# What is your favorite bit?



## saanengirl (Apr 7, 2009)

What is your favorite bit and why?

I currently use a JP Korsteel loose ring oval-link snaffle with a copper mouth. I love this bit. My four year old gelding works very well in this bit and doesn't complain. This bit is inexpensive, and has the copper for keeping the mouth moist and the oval link to prevent the nutcracker effect, as well as giving more defined signals. I use this bit for both Western and English riding.


----------



## Jay27 (Jan 11, 2010)

I like my Ed Wright 3 piece twisted medium shank. In my eventing days I always rode with KK Ultra 3 piece loose ring snaffle... then I got into this barrel racing thing. The bit requires soft hands with a trained release, but once you get it down, your horse is so soft. Nice to know you have a little bit of leverage and bit there should you need a quicker stop... just make sure to increase the pressure quickly but steadily instead of going 0 to 100 immediately. I can now go back to my KK Ultra for a show or something and have the same soft horse... I never realized how luggy mine horses were until I switched to a different bit and learned how to use it properly


----------



## cnvh (Jun 11, 2008)

Eggbutt or loose-ring French link on my 7-y.o. OTTB. I've tried about half a dozen other bits on him and the FL is the best match, for him-- quite mild, he doesn't fuss with it, and while he can be "hot" sometimes, I've never had any problems with brakes.


----------



## SFM in KY (May 11, 2002)

I've found the French link snaffles seem to work best for me on most of the horses or ponies.

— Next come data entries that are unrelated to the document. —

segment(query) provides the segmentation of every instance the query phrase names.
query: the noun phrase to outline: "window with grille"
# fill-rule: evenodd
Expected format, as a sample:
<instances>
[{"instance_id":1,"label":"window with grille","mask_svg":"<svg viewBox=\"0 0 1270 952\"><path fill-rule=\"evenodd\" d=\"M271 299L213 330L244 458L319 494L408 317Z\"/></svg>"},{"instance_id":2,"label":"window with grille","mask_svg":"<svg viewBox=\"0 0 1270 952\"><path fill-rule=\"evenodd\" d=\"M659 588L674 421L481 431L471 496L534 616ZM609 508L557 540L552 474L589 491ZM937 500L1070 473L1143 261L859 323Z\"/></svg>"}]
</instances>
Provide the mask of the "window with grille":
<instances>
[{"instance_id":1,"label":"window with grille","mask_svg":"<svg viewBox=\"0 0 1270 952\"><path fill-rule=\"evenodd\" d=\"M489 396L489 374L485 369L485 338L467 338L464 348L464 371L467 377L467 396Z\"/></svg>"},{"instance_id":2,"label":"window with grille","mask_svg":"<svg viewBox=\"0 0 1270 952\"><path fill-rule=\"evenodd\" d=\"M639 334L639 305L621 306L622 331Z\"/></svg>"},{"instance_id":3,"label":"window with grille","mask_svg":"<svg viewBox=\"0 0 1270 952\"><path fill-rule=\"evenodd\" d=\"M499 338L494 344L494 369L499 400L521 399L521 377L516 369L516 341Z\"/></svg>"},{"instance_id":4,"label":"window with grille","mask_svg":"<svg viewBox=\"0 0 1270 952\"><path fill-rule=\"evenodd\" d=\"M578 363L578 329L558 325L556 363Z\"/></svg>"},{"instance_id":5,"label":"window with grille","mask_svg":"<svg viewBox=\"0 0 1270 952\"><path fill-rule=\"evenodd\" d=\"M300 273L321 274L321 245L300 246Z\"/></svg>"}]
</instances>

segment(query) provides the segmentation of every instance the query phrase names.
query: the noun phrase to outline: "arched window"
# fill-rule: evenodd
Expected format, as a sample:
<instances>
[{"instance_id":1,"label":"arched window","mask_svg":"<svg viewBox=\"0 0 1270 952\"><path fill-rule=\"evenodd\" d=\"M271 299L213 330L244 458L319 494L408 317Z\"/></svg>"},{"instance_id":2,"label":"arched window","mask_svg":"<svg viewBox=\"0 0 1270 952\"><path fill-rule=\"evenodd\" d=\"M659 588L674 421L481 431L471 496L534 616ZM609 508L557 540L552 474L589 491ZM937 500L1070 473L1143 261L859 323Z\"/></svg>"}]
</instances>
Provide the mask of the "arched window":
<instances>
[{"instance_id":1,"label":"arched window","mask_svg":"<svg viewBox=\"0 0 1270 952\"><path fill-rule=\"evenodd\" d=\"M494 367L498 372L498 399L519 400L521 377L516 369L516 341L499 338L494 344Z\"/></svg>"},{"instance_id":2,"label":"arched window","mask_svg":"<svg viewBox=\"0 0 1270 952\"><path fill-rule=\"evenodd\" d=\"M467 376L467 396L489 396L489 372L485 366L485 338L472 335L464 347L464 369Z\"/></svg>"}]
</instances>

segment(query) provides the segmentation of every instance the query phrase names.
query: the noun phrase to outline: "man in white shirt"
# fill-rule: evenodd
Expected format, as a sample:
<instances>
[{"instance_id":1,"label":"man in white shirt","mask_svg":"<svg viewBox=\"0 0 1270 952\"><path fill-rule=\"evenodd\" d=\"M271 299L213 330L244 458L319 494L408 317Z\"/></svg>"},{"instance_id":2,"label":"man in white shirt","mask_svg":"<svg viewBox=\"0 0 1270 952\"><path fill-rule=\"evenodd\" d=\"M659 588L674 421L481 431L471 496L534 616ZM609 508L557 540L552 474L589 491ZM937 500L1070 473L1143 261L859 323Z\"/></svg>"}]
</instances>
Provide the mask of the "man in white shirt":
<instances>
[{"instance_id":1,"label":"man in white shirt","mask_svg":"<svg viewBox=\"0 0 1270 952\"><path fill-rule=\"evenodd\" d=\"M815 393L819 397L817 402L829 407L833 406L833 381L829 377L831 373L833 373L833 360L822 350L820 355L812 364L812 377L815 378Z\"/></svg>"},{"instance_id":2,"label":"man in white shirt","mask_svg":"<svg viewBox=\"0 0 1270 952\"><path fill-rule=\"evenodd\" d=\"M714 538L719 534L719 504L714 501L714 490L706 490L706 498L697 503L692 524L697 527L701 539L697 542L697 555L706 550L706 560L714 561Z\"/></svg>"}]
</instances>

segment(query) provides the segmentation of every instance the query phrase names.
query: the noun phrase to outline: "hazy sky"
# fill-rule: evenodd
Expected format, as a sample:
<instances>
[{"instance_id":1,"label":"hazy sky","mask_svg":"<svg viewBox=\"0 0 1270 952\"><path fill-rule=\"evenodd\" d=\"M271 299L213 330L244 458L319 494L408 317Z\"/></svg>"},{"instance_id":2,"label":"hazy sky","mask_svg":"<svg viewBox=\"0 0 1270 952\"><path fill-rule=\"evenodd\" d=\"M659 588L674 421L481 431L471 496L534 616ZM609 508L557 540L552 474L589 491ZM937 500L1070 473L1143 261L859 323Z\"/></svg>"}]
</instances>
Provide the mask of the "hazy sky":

I've yet to have one that didn't accept the bit when using one.


----------



## beccachow (Nov 8, 2008)

I LOVE my Robard's TT bits. They are jointed smoothly at every junction and roll rather than pinch or poke. My headtosser rides quietly with it.


----------



## 2horses (Jul 19, 2004)

I was going to mention my Robard's too - I have a french link and a black iron snaffle, both of which are very nice. See no need to ever use anything else.


----------



## VegRN (Jun 23, 2010)

Bitless


----------



## southerngurl (May 11, 2003)

A simple full cheek snaffle. But mostly just whatever is best for the horse.


----------



## jill.costello (Aug 18, 2004)

Another vote for a 3-piece loose ring! Mine is good and weighty, big 3" rings that slide smoothly, and the middle piece is a half-moon. I start EVERYONE in this bit by wrapping it in bit wrap so it's like a bendy-dogbone bit, but still able to have action if I need it. I have never felt the need to "switch" anyone to anything else, either. I just remove the bit wrap after the first 30 days or so.


----------



## levi1739 (Jul 25, 2003)

Depends on the horse, the rider, and how I'm feeling on that day.  Every horse/rider I work with is started in a web or rope halter and can be ridden in them anywhere before I move to any type of bit. If I'm working with an inexperienced rider or horse they first must learn control in a halter which saves the horse a lot of discomfort in it's mouth and causes riders to not become dependent on the bit. 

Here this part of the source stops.